Hole 196 WPA2 Vulnerability – Who Cares?

Hole 196 WPA2 Vulnerability – Who Cares?

Network World recently posted an article stating that a researcher at Air Tight Security found a vulnerability in WPA2 Enterprise encryption. They are referring to the vulnerability as hole 196 because the vulnerability was discovered on page 196 of the 802.11 IEEE standard. Keep in mind that WPA2 is regarded as the most secure Wireless encryption method available today. So this is big, big news. Right? Well, maybe not.

If you read the details of the exploit, you find out that in order for the it to work, the bad guy must be authenticated and authorized on the WPA2 network to begin with. Once authorized, the user can then use exploits to decrypt and/or inject malicious packets into other users “secure” wireless traffic. So the person must first be authenticated which means you must trust them at least a little bit.
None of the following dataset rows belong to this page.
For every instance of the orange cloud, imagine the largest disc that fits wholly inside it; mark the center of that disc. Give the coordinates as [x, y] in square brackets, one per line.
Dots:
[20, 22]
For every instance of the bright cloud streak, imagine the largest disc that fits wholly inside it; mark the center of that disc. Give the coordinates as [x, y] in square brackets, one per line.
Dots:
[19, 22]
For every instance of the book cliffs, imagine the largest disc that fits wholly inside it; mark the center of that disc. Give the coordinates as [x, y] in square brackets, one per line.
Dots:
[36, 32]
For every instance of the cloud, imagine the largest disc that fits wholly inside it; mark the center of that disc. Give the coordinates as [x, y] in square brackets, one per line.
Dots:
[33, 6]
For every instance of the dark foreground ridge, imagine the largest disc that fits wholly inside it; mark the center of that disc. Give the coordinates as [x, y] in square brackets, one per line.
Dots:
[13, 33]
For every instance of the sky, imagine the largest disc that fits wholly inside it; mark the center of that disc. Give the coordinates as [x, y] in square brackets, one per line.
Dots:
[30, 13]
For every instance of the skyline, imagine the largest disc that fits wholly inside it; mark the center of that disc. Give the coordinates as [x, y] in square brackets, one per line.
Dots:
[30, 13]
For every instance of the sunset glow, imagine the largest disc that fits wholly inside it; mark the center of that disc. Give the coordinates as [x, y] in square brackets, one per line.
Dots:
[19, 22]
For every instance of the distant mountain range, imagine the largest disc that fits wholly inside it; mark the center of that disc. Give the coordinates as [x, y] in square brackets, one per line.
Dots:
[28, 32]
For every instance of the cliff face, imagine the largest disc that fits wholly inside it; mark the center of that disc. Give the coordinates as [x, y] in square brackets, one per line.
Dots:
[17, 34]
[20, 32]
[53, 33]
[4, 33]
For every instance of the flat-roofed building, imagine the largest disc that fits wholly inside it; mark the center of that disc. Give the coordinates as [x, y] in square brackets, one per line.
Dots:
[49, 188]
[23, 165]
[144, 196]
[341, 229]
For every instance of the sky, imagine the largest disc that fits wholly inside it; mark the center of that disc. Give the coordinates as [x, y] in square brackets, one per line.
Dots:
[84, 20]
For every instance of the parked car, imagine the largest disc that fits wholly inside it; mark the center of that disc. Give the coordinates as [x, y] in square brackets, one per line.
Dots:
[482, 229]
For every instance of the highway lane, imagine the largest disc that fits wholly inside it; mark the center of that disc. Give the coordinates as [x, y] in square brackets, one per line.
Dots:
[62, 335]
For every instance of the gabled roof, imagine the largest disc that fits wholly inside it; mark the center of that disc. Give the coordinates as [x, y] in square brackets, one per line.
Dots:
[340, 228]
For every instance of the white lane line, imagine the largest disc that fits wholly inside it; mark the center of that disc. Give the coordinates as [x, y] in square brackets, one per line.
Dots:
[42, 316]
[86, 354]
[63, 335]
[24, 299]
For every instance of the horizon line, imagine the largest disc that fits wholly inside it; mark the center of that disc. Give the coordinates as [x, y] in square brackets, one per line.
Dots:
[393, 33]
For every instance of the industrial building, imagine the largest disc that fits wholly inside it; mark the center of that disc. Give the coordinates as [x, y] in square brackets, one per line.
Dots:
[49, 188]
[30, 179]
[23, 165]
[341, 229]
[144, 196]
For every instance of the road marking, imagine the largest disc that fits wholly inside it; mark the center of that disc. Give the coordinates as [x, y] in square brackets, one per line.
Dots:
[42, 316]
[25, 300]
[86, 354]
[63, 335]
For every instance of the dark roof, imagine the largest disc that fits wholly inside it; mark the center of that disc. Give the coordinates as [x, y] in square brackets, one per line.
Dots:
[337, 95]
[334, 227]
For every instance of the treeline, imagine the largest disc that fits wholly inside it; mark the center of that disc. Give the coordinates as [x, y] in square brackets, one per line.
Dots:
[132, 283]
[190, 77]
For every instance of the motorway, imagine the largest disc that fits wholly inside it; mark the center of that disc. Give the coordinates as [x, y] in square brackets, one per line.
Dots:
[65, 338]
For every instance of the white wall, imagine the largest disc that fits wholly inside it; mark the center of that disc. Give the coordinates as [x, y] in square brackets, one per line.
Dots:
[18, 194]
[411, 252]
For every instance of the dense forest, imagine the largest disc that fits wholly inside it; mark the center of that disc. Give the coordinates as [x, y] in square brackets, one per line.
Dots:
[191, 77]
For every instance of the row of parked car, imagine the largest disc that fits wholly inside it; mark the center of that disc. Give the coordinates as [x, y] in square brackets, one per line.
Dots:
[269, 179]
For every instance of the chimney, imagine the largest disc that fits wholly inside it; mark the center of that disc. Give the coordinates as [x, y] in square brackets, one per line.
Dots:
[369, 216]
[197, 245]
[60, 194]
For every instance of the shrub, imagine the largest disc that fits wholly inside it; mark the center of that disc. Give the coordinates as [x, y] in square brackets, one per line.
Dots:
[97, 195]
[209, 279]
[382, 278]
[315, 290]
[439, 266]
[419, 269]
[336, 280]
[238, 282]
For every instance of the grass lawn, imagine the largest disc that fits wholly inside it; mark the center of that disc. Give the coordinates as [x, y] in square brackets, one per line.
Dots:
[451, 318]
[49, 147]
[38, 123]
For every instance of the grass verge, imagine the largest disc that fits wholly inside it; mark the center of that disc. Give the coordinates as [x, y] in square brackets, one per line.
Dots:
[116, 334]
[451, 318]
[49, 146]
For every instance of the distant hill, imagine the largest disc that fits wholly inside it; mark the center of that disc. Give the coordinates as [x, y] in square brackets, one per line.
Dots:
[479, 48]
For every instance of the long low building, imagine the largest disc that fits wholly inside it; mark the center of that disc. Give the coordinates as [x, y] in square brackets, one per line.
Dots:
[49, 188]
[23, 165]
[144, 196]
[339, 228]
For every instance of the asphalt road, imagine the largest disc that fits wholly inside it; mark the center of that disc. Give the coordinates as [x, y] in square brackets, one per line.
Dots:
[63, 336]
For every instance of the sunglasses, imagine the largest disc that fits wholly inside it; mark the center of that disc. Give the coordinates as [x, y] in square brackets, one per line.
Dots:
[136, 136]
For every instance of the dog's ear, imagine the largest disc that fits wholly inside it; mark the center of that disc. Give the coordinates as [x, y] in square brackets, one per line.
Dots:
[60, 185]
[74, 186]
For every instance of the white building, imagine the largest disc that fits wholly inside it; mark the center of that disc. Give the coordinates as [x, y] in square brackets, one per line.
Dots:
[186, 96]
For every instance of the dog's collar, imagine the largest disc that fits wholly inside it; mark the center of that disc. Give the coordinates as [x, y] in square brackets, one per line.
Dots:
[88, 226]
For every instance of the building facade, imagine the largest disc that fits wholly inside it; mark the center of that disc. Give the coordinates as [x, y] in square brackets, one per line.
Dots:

The other thing is that, WPA2 was never really meant to be the end-all, be all in encryption. People lose sight of why it’s around.
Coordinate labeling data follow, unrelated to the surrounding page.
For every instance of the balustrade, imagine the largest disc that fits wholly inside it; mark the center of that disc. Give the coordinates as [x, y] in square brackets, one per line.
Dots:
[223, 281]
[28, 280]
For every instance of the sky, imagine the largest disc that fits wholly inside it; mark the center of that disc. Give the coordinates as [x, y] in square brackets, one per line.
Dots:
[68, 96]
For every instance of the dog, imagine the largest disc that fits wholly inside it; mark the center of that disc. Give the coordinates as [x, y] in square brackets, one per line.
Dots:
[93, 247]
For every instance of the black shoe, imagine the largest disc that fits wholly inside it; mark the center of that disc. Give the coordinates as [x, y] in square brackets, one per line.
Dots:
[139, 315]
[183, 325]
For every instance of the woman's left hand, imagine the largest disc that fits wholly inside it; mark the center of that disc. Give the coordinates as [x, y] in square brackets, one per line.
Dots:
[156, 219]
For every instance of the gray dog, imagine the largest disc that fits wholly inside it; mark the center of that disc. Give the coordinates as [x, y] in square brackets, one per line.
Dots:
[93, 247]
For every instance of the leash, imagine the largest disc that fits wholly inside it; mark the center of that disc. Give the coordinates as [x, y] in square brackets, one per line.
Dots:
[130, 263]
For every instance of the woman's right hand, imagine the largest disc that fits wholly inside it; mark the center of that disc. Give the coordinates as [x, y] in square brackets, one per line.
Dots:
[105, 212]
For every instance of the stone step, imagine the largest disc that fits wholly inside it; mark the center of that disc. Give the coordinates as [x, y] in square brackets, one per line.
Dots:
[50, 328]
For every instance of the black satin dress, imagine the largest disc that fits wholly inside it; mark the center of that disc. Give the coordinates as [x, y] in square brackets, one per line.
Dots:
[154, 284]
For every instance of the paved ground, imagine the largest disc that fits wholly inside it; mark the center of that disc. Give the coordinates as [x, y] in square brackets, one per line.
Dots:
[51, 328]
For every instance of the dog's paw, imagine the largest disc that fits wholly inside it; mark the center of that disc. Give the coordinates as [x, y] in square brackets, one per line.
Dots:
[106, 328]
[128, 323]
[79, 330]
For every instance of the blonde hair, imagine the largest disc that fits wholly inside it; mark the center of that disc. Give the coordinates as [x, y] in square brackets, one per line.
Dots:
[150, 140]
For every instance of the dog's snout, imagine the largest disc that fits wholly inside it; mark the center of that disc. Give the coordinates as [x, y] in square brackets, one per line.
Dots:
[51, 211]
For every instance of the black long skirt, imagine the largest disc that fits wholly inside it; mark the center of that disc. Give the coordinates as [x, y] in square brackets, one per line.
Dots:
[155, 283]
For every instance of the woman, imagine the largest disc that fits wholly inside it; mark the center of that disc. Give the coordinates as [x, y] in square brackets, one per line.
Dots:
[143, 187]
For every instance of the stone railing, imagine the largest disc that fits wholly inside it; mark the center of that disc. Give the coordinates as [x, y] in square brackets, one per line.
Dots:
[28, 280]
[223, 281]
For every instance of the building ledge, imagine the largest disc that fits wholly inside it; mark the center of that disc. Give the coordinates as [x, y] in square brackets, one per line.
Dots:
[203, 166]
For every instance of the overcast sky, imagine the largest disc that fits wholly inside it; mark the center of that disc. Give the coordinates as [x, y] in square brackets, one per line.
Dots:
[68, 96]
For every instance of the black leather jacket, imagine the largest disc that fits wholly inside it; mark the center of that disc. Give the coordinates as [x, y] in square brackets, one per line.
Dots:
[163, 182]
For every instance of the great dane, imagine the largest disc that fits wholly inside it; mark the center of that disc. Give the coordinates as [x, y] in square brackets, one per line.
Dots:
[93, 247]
These types of wireless security exploits make for good news because they get business managers all in a panic because they don’t understand what WPA2 and all wireless encryption methods are for. Wireless encryption is implemented so the wireless connection from your end device (laptop, iPad, etc) is AS secure as a wired connection. Up until now, the wireless part of a WPA2 connection was far MORE secure. Remember, once the data is dumped off onto a wired connection, the vast majority of the time wired traffic is not encrypted at the network level unless you are tunneling it using something like IPSec or GRE. So with this new vulnerability, your internal users can possibly sniff and manipulate traffic…just like they can now on your wired connection. Is this new vulnerability a problem? Well, it’s not good, but it’s also no the end of the world like some will tell you.
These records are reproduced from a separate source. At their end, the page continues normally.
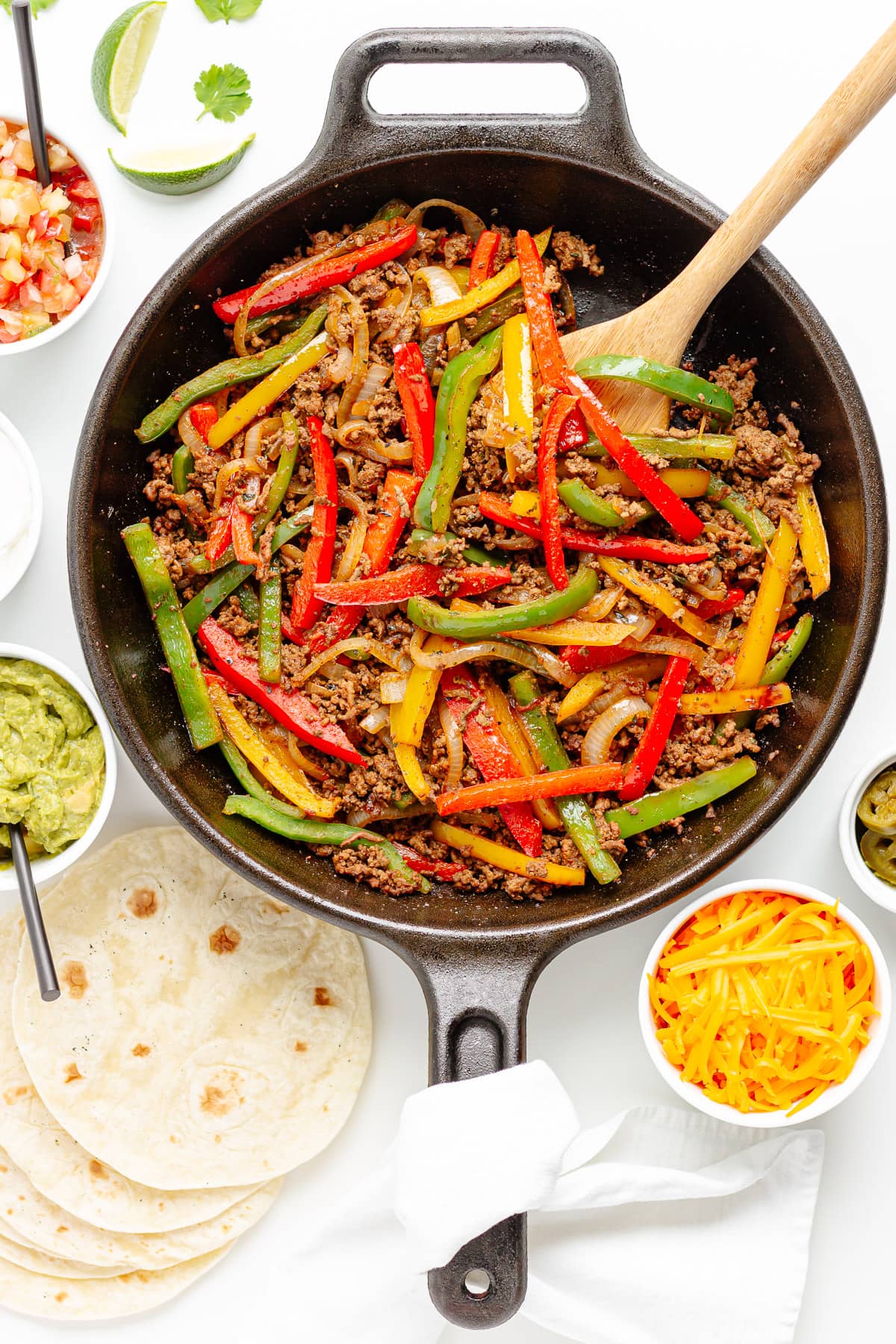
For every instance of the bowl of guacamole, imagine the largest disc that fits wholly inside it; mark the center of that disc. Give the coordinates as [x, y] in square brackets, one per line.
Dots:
[57, 762]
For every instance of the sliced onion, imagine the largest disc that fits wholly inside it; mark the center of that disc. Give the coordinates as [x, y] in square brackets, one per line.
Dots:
[375, 721]
[529, 656]
[470, 222]
[361, 643]
[453, 745]
[595, 749]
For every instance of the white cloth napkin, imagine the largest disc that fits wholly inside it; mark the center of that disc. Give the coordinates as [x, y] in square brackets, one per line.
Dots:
[659, 1226]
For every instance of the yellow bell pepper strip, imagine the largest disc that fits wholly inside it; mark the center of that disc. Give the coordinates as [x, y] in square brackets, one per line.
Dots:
[264, 394]
[519, 393]
[501, 856]
[555, 784]
[480, 295]
[655, 594]
[750, 662]
[656, 808]
[576, 815]
[173, 636]
[732, 700]
[320, 833]
[292, 784]
[688, 483]
[516, 739]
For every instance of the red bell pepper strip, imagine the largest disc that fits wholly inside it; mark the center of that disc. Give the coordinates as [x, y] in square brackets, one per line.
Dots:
[546, 343]
[414, 581]
[319, 556]
[680, 517]
[218, 538]
[202, 417]
[647, 757]
[511, 792]
[551, 530]
[292, 709]
[336, 270]
[491, 753]
[482, 258]
[396, 503]
[240, 531]
[414, 389]
[625, 547]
This sort of thing happens often with network engineers. Often times when I sit in design meetings, the topic of end-to-end encryption comes up for an application that runs in clear-text over the network. Everyone wants crazy-complex point-to-point encryption solutions to be built for their applications at the network level. My response has always been, “If you want securely encrypted applications, why don’t you look at securing the applications? Have your applications developers ever heard of SSH or SSL?”. The point being, don’t focus on encryption methods such as WPA2 to “secure” your data. Secure the data at the application level first and then we’ll talk.